Na justificativa de seu requerimento, Tereza argumenta que as propostas tratam do mesmo tema e que a discussão precisa levar em consideração não apenas a proteção aos trabalhadores, mas também os custos de produção e a manutenção dos empregos. Para a senadora, a tramitação conjunta permitiria analisar diferentes alternativas para a organização da jornada.

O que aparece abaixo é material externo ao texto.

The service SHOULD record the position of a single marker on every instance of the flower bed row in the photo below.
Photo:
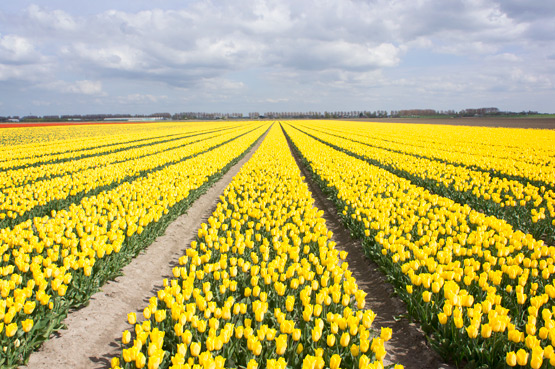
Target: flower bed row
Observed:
(524, 155)
(36, 199)
(482, 291)
(261, 287)
(527, 207)
(53, 263)
(78, 156)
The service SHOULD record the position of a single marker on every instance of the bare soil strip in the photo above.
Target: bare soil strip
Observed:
(501, 122)
(93, 334)
(408, 346)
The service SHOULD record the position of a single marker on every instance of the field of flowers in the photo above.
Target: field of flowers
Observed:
(261, 287)
(75, 212)
(461, 220)
(480, 283)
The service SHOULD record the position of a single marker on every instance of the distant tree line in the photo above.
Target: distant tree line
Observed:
(405, 113)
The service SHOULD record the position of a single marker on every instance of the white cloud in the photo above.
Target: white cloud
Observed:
(266, 48)
(83, 87)
(57, 19)
(16, 49)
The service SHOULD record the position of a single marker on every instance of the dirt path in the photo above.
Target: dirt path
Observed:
(408, 345)
(93, 334)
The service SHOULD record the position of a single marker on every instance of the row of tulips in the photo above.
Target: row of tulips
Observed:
(527, 207)
(527, 155)
(39, 143)
(20, 172)
(482, 291)
(52, 263)
(23, 158)
(35, 199)
(262, 286)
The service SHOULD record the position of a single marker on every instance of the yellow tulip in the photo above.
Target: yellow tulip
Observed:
(335, 361)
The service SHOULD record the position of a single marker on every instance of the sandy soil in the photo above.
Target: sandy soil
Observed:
(539, 123)
(93, 333)
(408, 344)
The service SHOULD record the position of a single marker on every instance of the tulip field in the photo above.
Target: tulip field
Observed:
(461, 220)
(464, 236)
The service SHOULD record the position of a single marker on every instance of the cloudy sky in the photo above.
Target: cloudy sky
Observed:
(139, 56)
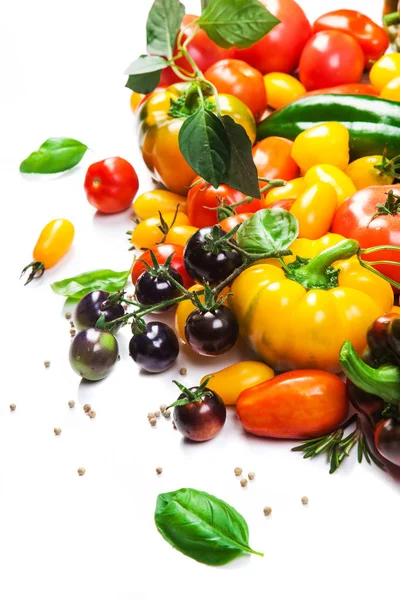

Na prática, porém, a proposta de Marinho desloca o debate do limite geral de jornada e do direito ao descanso para um modelo de flexibilização que pode ampliar a insegurança dos trabalhadores. Ao permitir que direitos e remuneração acompanhem as horas contratadas, o texto do PP é criticado por abrir espaço para vínculos mais instáveis e por transferir ao empregado o risco de uma jornada insuficiente ou distribuída de forma imprevisível.
PP apoiou fim da 6×1 na Câmara
A movimentação no Senado ocorre três meses depois de o próprio PP ter apoiado a aprovação da PEC da 6×1 na Câmara.
Em maio, a Federação União Progressista, formada por PP e União Brasil, orientou favoravelmente à proposta. Em comunicado após a votação, o Progressistas afirmou que havia apoiado o texto por defender mais tempo de descanso e melhores condições para os trabalhadores.
A PEC foi aprovada pela Câmara e enviada ao Senado no fim de maio. Depois de chegar à CCJ em agosto, Omar Aziz apresentou relatório favorável na última quinta-feira (27).
Desde então, o texto recebeu novas emendas. Ao todo, são 24. Parte delas ainda depende de manifestação do relator antes da reunião desta quarta-feira.
Agora, além das emendas, a tramitação passa a conviver com os três pedidos para que a PEC da 6×1 seja analisada em conjunto com a proposta de trabalho por hora.
A decisão sobre o requerimento de Tereza Cristina será determinante para saber se a tentativa do PP terá efeito sobre a votação já marcada na CCJ e se o Senado discutirá o fim da escala 6×1 ou uma alternativa que críticos associam à possibilidade de trabalho distribuído ao longo de toda a semana.